La ZLECAf s’inscrit dans le droit fil du plan de développement du gouvernement, baptisé « Ghana Beyond Aid », qu’il met en œuvre depuis 2016. Il s’agit notamment de programmes comme l’initiative One District One Factory (1D1F) qui vise à soutenir l’agro-transformation, l’industrialisation et la diversification de l’économie. Parmi les autres initiatives figure la mise en place de parcs industriels à travers le pays, ou le programme Strategic Anchor Industries qui vise à identifier et promouvoir les industries clés ayant une importance stratégique pour conduire la transformation industrielle. La création d’un environnement permettant aux entreprises locales de tirer pleinement profit de la ZLECAf est donc une extension logique du programme de développement national. 

Le défi consiste également à attirer les investisseurs. La ZLECAf est-il l’occasion de repenser les partenariats du Ghana et de s’adresser à de nouveaux types d’investisseurs, notamment en provenance d’Afrique ? 

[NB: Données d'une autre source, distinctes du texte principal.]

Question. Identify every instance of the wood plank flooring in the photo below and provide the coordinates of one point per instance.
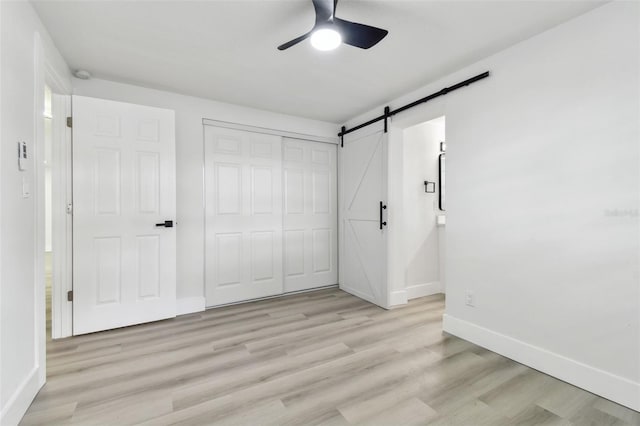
(316, 358)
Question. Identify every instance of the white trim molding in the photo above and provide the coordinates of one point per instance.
(616, 388)
(424, 289)
(19, 402)
(268, 131)
(398, 297)
(189, 305)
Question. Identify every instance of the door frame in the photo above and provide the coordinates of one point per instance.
(61, 235)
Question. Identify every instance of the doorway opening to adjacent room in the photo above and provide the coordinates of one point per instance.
(417, 241)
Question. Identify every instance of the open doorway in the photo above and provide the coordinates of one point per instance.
(54, 196)
(48, 246)
(417, 204)
(423, 146)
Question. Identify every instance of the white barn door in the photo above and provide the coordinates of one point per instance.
(243, 204)
(363, 234)
(310, 214)
(124, 264)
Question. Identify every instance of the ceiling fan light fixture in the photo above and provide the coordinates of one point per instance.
(326, 39)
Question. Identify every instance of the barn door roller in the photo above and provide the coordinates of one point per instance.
(388, 113)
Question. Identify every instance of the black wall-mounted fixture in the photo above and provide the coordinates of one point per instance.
(382, 207)
(429, 187)
(441, 189)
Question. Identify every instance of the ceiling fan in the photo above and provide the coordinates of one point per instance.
(330, 31)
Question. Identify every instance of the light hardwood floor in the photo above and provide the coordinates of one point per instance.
(316, 358)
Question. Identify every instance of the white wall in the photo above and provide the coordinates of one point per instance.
(189, 152)
(26, 52)
(542, 201)
(421, 148)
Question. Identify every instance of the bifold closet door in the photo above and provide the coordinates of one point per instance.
(310, 214)
(243, 205)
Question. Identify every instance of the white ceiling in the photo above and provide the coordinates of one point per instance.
(226, 50)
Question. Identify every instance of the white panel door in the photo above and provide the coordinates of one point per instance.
(310, 214)
(243, 244)
(363, 237)
(124, 266)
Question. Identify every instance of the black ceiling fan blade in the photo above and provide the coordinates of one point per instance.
(324, 10)
(294, 41)
(359, 35)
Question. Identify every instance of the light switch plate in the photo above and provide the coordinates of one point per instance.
(26, 188)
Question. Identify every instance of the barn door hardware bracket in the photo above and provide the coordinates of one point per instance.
(390, 113)
(382, 207)
(387, 112)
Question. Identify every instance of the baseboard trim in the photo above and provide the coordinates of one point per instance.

Bien sûr, la ZLECAf offre des possibilités de synergies transfrontalières et intra continentales dans plusieurs domaines. Dans le secteur de l’énergie, des produits pharmaceutiques, de la finance et dans la libre circulation des compétences entre les États membres. Le Ghana entend tirer profit de ces possibilités pour créer une économie dynamique et encourager les entreprises ghanéennes à établir des partenariats afin d’attirer des investissements, notamment en provenance d’Afrique. 

“La concurrence n’est pas forcément une mauvaise chose. À court terme, il peut y avoir quelques difficultés, mais à long terme, lorsque les règles du jeu seront équitables, la concurrence permettra aux consommateurs africains d’obtenir des biens et des services de bonne qualité et d’un bon rapport qualité-prix”

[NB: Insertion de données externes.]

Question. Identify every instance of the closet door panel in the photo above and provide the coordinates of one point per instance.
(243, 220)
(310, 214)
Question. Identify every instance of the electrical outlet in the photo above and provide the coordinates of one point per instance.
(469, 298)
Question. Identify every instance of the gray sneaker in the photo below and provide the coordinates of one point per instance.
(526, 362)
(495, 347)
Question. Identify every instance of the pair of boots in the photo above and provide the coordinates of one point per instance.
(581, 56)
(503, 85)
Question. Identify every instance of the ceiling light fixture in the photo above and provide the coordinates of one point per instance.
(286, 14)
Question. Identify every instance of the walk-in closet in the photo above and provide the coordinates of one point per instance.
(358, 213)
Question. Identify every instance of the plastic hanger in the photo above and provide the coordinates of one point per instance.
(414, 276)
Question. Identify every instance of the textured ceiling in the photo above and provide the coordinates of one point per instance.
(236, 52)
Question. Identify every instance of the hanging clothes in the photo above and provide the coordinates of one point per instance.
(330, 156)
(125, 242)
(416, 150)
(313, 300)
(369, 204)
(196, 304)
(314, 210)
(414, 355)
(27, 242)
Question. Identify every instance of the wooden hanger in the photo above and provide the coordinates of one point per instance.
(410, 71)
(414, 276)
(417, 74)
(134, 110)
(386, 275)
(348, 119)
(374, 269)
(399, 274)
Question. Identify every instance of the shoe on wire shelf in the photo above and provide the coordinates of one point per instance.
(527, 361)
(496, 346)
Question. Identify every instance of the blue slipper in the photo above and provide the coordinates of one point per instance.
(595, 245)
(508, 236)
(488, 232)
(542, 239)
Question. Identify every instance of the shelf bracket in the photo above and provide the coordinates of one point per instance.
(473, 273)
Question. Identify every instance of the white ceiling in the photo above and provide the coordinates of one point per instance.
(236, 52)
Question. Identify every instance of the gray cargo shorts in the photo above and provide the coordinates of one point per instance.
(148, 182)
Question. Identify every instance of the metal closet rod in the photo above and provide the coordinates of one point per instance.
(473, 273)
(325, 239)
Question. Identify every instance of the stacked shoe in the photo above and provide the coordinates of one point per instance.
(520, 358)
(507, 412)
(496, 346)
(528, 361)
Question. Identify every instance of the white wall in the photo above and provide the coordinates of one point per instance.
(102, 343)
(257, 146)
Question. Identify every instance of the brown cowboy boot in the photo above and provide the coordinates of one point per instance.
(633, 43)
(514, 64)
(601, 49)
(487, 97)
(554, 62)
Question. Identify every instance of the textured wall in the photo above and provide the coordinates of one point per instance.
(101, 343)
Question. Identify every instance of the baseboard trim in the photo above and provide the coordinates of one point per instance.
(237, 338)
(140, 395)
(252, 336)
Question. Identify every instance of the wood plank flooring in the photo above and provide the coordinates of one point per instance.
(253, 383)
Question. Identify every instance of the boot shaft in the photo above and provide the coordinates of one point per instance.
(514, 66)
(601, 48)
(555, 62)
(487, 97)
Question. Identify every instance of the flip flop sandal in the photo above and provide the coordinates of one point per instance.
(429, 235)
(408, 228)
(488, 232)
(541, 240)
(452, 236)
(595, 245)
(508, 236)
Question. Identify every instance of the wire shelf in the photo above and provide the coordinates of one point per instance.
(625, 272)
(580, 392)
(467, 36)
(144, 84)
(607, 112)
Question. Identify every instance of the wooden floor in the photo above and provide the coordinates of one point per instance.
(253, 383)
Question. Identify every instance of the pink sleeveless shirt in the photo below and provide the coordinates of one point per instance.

Quel est Le rôle du secteur privé ghanéen dans cette stratégie ? Au-delà des investissements, voyez-vous dans la ZLECAf des opportunités pour soutenir le secteur privé ghanéen ?

Le secteur privé est le principal bénéficiaire de la participation du Ghana à la ZLECAf et il existe plusieurs programmes gouvernementaux destinés au secteur privé. En outre, le Ghana met en œuvre un programme bien pensé de sensibilisation et de conscientisation. Les organismes concernés par le commerce, telles que l’Autorité ghanéenne de promotion des exportations, l’Autorité ghanéenne de normalisation, la Chambre nationale de commerce et d’industrie du Ghana, le Conseil national de la petite industrie, sont toutes activement engagées pour garantir un soutien efficace du secteur privé sous diverses formes, notamment la formation professionnelle et la modernisation des équipements. L’objectif est de rendre les entreprises ghanéennes plus compétitives et d’attirer les investissements. 

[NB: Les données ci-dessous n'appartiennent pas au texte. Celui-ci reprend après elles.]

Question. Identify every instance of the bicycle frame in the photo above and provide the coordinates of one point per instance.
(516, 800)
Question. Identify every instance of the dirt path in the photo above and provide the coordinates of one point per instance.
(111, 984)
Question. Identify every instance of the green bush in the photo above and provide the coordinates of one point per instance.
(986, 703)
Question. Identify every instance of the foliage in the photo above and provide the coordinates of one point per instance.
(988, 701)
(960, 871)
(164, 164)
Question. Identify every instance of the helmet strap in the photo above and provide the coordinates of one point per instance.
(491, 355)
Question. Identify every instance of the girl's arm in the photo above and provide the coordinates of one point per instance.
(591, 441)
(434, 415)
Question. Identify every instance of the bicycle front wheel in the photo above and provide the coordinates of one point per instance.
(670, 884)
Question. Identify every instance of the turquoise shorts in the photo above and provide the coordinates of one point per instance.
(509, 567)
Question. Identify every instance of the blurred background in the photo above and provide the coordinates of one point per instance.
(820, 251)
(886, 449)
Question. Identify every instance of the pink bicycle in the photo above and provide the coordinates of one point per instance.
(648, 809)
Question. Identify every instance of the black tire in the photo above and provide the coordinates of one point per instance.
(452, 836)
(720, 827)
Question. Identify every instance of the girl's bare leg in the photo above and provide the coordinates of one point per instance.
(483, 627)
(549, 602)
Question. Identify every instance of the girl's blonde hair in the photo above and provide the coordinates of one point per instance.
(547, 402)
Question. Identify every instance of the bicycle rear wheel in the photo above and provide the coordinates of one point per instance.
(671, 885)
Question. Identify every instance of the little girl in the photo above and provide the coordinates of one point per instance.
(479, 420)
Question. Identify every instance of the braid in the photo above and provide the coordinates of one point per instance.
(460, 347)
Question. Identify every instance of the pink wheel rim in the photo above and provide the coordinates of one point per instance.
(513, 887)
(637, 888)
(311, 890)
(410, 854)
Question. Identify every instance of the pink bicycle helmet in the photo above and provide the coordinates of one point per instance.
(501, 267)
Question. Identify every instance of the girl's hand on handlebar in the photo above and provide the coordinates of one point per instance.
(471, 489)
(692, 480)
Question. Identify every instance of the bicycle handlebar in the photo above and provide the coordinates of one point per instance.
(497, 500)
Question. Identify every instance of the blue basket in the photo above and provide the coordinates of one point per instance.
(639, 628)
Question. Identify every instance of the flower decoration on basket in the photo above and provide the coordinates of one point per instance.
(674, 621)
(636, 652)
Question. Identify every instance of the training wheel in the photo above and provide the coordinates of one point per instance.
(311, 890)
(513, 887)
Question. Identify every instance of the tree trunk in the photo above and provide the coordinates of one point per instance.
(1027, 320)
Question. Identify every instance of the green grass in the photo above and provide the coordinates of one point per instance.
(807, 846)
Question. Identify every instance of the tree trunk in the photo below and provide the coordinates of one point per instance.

Certains observateurs craignent que la ZLECAf ne fasse que renforcer la concurrence entre les États africains. Comment cela peut-il être évité et comment la ZLECAf peut-elle au contraire créer plus de synergies économiques entre les pays africains ?

La concurrence n’est pas forcément une mauvaise chose. À court terme, il peut y avoir quelques difficultés, mais à long terme, lorsque les règles du jeu seront équitables, la concurrence permettra aux consommateurs africains d’obtenir des biens et des services de bonne qualité et d’un bon rapport qualité-prix. Pour prévenir la concurrence déloyale, la ZLECAf négocie actuellement une série de protocoles, notamment sur la politique de concurrence, les droits de propriété intellectuelle et l’investissement. Le protocole sur la politique de concurrence vise à réglementer la concurrence et à protéger les intérêts des pays participants.